The adage that age is only a number is more appropriate for an olive tree than for humans.
The olive tree lives and bears fruit incomparably longer than people, and nowhere is this more apparent than at the Old Olive Tree in southern Montenegro.
This gift and the prince’s interest in Montenegrin olive oil provides added value for producers and is another beautiful story that will encourage the oil’s sale at much higher prices.
“She just turned 2,245 years old,” said Ćazim Alković, president of the Bar Olive Growers Association. Along with its focus on olive cultivation and oil production, the association takes special care of what they claim is the oldest olive tree in Europe and the third-oldest in the world.See Also: Millenary Trees
Despite its age, the tree continues to produce fruit and 2021 was no exception. “We have just harvested 101 kilograms,” said Alković, who could not hide his satisfaction.
He added this year’s yield promotes the importance of timely harvesting and the olive-growing tradition of the local Porum region, in which Bar is located.
Alković was not the only person celebrating this year’s yield either.
Aleksandar Stijović, Montenegro’s Minister of Agriculture, Forestry and Water Management, joined local olive growers and officials – including Mayor Dušan Raičević and the Milena Božović, president of the municipal assembly – to celebrate the continued fruitfulness of the tree.
“Without timely harvesting and processing, there is no quality oil,” Stijović said. “We must forever abandon bad habits such as collecting overripe and fallen fruits from the ground.”
Along with celebrating the harvest, the minister took his opportunity with the growers and local officials to emphasize the importance of olive oil quality.
There is still a problem among consumers and producers in Montenegro in recognizing the smell and taste of extra virgin olive oil.
“It must meet the basic criteria of fruitiness, bitterness and spiciness,” said Stijović, who also emphasized the cultural significance of the Old Olive Tree in Mirovica, which he added gave birth to love and reconciled peoples.
Despite more favorable weather for the 2020 olive harvest, the Old Olive Tree produced substantially more olives this year. In 2020, farmers harvested 86 kilograms of fruit, obtaining almost six kilograms of oil in the process.
“Last year, we did not harvest the entire olive tree, but left one large branch, to record an article about the harvest for National Geographic, so this year the amount is higher,” Alković said.

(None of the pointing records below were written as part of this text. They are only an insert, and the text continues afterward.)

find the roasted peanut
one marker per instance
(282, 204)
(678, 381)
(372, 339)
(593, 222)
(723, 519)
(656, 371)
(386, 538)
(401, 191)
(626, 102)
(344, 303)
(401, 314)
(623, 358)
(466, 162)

“But that branch, on which we then left fruit for a long time, did not bear fruit at all this year,” he added. “This is a confirmation of our efforts to harvest the fruits as early as possible when they are mature so that the tree is free and ‘ready’ to bear fruit next year as well.”
As part of their celebration of the tree’s vitality, the Bar Olive Growers Association said some of the oil from this year’s harvest will be available for locals to taste. The rest will be packed in small bottles and boxes.
However, the oil is not available for purchase and will instead be used by the Bar Olive Growers Association to help promote the region and country.
“It is not divided, and it cannot be bought,” Alković said. “There is no price, and we will use it for promotional purposes of Bar and Montenegrin olive growing.”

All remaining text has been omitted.